During the Cold War, the United States continued to use plutonium in its nuclear weapons arsenal, and the Hanford plant was expanded. It was also used to generate nuclear power.

Many local people were glad to have the jobs Hanford provided, and many were proud of the role it played in the war. For a time, a nearby high school team, called The Bombers, used a mushroom cloud as its symbol.

But the development at Hanford came at a cost. Radioactive waste buried in huge, underground tanks leaked into the surrounding soil. The groundwater is now contaminated, and the radioactive waste is moving through the soil toward the river. Today, Hanford is the site of the world's largest environmental cleanup project.


What Was Lost

Grand Coulee Dam led to other losses.

The enormous lake created by the dam now covers land that once belonged to Native Americans. Settlements and burial grounds were inundated. Two tribal towns were forced to relocate.

The dam also prevented salmon from coming upstream to spawn. Many Native Americans depended on those fish for food. Fish hatcheries and stocking programs have not been able to bring salmon numbers back to their pre-dam levels.

The government promised to pay the tribes a share of the revenue from the dam, but it did not make good on that promise. In 1951, members of the Colville Confederated Tribes filed a claim in federal court. A settlement wasn't reached until 1994. The tribe agreed to accept a lump sum of $53 million. It will continue to receive annual payments as long as the Grand Coulee Dam generates electricity.

Some members of the Colville Confederated Tribes do see advantages to the dam. Charlie Moses, a member of the tribe who ranches near the Columbia River, says many members of the tribe learned trades working on the dam. "It did give them an opportunity to work, and to work at pretty good wages," he says.

When Moses was a boy in the 1940s, his family of 13 people lived in a three-room house. "My brother Harvey went to work for the dam and so we had some income coming into the family," he says.

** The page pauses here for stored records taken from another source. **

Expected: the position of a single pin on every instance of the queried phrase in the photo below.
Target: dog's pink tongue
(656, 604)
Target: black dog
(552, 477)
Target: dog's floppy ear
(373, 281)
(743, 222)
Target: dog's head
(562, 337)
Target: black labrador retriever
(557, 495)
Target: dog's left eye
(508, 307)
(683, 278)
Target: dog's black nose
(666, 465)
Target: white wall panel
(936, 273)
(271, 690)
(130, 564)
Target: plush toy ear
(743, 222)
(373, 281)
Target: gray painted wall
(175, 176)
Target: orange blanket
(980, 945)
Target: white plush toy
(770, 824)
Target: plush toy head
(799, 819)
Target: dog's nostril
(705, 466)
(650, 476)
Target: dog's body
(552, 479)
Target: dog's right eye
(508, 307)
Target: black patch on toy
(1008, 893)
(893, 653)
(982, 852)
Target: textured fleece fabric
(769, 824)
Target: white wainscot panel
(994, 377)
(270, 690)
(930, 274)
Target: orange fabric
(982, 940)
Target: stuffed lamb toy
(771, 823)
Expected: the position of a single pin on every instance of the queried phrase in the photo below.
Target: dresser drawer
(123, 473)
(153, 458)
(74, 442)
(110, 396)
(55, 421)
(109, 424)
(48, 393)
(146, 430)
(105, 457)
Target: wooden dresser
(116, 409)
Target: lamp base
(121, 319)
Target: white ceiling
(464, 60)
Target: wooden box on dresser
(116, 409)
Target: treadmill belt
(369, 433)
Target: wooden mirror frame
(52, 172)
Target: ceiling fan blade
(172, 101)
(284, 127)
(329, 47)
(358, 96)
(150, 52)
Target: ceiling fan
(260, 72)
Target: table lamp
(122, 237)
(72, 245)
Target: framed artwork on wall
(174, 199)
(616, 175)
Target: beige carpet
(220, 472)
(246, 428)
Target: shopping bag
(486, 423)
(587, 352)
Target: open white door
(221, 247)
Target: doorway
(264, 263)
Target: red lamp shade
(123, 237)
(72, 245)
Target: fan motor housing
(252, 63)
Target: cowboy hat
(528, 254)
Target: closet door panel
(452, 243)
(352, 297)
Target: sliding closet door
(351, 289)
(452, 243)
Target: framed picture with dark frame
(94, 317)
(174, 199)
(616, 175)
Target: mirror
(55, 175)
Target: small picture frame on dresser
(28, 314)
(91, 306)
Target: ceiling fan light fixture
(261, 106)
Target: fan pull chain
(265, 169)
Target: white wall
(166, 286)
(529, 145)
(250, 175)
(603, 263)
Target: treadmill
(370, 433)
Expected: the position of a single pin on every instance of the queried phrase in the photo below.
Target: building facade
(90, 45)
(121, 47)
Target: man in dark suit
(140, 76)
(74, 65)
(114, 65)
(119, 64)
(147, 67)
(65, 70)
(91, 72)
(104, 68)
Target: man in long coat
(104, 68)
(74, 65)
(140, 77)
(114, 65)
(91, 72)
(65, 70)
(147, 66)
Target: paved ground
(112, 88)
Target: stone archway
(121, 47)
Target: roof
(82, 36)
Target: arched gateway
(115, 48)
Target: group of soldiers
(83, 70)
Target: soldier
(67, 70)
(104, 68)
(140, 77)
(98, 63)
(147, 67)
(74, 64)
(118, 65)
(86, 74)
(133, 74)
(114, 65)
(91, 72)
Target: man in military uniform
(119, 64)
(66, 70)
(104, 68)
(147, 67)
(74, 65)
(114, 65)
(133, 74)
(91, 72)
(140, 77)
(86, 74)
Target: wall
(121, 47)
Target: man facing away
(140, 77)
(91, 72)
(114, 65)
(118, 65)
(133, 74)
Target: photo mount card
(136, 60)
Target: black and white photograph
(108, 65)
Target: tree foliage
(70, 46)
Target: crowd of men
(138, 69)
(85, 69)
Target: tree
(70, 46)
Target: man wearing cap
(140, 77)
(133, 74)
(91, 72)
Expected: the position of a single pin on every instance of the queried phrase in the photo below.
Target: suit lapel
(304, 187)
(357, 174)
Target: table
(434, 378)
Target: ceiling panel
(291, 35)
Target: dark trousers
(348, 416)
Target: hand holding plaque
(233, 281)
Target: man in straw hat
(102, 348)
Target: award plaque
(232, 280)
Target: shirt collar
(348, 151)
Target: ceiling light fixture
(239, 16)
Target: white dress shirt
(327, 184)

Some local people also say the lakes created by the dam add to the beauty of the area, and to its biological diversity. Campgrounds and boat launches dot the lakeshores. Waterbirds come to the region in large numbers. The water has attracted so many bald eagles that the area now has an annual bald eagle festival.

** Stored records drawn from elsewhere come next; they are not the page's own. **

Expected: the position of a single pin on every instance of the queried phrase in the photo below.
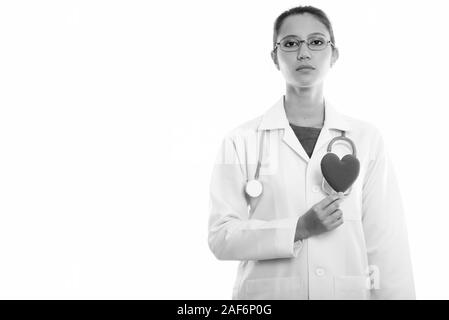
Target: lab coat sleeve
(385, 229)
(233, 235)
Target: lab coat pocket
(274, 289)
(351, 287)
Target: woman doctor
(295, 237)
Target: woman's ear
(335, 56)
(275, 58)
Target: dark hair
(319, 14)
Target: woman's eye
(316, 42)
(289, 44)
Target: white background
(111, 113)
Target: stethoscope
(329, 168)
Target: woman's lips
(305, 68)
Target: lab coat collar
(276, 118)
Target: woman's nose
(303, 52)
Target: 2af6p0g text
(225, 309)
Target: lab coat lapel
(275, 118)
(334, 123)
(292, 141)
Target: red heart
(340, 174)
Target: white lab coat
(365, 258)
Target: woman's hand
(322, 217)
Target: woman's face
(304, 26)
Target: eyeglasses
(293, 44)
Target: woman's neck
(305, 106)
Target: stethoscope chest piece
(340, 174)
(254, 188)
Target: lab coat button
(320, 272)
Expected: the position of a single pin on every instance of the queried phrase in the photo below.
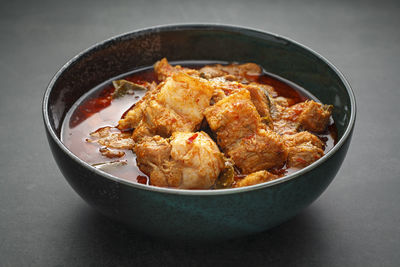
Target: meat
(256, 178)
(260, 151)
(303, 149)
(242, 73)
(315, 116)
(242, 135)
(176, 105)
(186, 160)
(308, 115)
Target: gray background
(356, 222)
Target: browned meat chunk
(315, 116)
(242, 73)
(303, 149)
(260, 151)
(186, 160)
(233, 118)
(256, 178)
(177, 105)
(242, 135)
(309, 115)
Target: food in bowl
(199, 126)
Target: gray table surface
(356, 222)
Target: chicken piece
(233, 118)
(164, 70)
(242, 73)
(186, 160)
(242, 135)
(260, 151)
(303, 137)
(309, 115)
(315, 116)
(261, 101)
(303, 149)
(259, 96)
(256, 178)
(178, 105)
(111, 138)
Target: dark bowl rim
(208, 26)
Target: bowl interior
(198, 42)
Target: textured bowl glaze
(208, 215)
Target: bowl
(199, 215)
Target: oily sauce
(97, 109)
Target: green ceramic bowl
(199, 214)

Still, environmentalists look at the dam as a disaster.

The loss of the salmon wasn't an unforeseen consequence. People knew that the dam would block the river, and that a fish ladder wasn't feasible.

Richard Kirkendall, emeritus history professor at the University of Washington, says at the time, the fish weren't a priority. The priority was making electricity for defense plants.

"The tendency was to think, nothing is more important than winning the war," he says. "Then after war, nothing was more important than doing well in the Cold War."


The Long Reach of the Dam

The Grand Coulee Dam has been expanded since its completion and now is nearly a mile long.
Photo by Catherine Winter

The Pacific Northwest is no longer a region dependent on producing raw materials such as lumber and coal, as it was back in the 1920s and '30s. The growth spurred by defense industries attracted other development.

Now, high tech companies such as Microsoft and Amazon are headquartered in Seattle. And on the other side of the Cascade Mountains, in the agricultural areas irrigated by the Columbia River, there's a new kind of farm, the "server farm." Server farms are not farms at all, but huge buildings full of thousands of computers and networking equipment, processing massive amounts of data. Server farms use a lot of electricity, both to power the computers and to keep them cool.

Microsoft, Yahoo and Intuit have all built server farms in the area to take advantage of the relatively cheap electricity, bringing new jobs to the region.

The infrastructure built during the Depression is doing just what Roosevelt said he wanted it to do: supporting the industry of the future, an industry no one could have imagined at the time.